Explorer plans underwater broadcast Students will get to query scientists during program


TALLAHASSEE, Fla. -- When international explorer Robert Ballard dives the reefs off Key Largo in April, nearly a half-million students from around the world will be watching.

Many will be able to ask questions of Ballard and his team of scientists -- while they are underwater. Some may be able to push a button on a computer to maneuver one of Mr. Ballard's famous submersibles.

The $6 million high-tech learning adventure, dubbed "JASON Project VII: Adapting to a Changing Sea," is designed to study South Florida's coastal habitats and determine man's effect on the sea.

The project began last month with scientists, students and teachers exploring the Everglades and Florida Bay. It will culminate April 15 to 26 in the Florida Keys, with exploration of reefs and an as-yet-unexplored shipwreck in about 400 feet of water off Key Largo.

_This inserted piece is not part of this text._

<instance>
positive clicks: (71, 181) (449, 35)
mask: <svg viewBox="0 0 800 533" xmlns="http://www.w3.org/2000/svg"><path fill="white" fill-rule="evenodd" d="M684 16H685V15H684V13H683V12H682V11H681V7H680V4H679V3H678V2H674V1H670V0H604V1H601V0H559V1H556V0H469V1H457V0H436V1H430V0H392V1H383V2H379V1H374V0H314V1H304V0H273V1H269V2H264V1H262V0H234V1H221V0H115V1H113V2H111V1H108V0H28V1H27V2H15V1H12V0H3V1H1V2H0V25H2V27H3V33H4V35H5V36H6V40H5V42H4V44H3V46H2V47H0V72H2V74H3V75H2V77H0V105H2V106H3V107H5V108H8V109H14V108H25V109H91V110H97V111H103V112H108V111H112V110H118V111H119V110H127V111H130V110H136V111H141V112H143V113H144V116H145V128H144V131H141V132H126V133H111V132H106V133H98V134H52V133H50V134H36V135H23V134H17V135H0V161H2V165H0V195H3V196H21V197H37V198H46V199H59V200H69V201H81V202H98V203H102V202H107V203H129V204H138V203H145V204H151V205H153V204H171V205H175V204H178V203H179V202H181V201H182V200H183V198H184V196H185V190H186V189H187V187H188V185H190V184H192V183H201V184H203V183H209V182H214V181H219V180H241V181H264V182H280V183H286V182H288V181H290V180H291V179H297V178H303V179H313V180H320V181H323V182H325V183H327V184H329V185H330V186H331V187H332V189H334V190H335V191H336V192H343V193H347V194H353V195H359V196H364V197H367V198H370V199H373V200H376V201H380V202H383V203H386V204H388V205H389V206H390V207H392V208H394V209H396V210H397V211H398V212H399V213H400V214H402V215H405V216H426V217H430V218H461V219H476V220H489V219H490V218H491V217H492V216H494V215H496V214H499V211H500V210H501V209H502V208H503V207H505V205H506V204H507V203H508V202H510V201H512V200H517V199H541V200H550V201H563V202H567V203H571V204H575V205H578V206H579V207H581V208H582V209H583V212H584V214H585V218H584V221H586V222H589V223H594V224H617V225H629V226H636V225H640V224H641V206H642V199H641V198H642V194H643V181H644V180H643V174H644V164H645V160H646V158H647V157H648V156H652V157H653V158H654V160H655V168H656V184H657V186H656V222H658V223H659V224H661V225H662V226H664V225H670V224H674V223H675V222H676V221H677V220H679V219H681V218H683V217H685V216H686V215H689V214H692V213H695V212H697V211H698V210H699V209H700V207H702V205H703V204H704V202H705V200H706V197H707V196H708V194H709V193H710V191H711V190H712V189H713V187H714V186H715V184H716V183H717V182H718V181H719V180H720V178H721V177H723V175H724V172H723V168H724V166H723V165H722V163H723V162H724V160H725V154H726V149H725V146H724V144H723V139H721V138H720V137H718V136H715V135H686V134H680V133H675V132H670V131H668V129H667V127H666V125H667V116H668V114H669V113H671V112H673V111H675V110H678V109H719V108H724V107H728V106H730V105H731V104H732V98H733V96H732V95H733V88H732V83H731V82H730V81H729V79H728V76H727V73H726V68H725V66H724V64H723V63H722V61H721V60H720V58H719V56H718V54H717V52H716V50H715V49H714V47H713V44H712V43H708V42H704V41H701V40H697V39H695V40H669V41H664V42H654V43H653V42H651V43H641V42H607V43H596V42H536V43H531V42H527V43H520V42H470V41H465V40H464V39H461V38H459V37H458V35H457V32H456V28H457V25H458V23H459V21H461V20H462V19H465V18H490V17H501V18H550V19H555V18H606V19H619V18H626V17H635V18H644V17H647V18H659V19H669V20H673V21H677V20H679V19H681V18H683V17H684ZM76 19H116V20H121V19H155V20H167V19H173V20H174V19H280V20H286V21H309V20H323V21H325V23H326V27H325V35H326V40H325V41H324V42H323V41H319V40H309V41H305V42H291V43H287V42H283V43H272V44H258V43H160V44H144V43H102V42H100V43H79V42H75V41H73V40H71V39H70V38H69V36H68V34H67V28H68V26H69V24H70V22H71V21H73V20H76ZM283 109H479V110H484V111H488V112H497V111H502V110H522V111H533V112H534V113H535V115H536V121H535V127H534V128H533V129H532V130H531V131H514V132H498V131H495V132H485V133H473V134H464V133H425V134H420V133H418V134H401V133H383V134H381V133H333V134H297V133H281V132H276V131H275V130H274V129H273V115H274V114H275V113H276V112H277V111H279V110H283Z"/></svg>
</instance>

"I'm concerned about the next generation and the oceans. How are we going to live in harmony with the ocean and not destroy it? And how can we learn from Florida's interaction with the ocean?" said Mr. Ballard, renowned for locating the watery graves of the Titanic, the Bismarck and the Lusitania with a submersible robot named Jason.

To help beam the live broadcasts to schools worldwide, the Florida Department of Education is donating 17 days of free satellite time to the project.

"Robert Ballard is a pioneer, and he has reached out to the youngsters of the world, to show them that the scientific community is something to embrace and revel in," Education Commissioner Frank Brogan said Thursday at a news conference with Mr. Ballard to announce the state's role in the project. "One of the residual effects of this project will be a look at Florida's sensitive and endangered ecosystems. And we'll be able to educate the adults about the crisis we're facing."

Mr. Ballard said he founded the JASON project in 1989 because of thousands of letters he received from students after he located the wreckage of the Titanic. The project, named after the Greek mythological characters Jason and the Argonauts, annually focuses on an environmentally sensitive area. Last year it was Hawaii; next year it will be Iceland.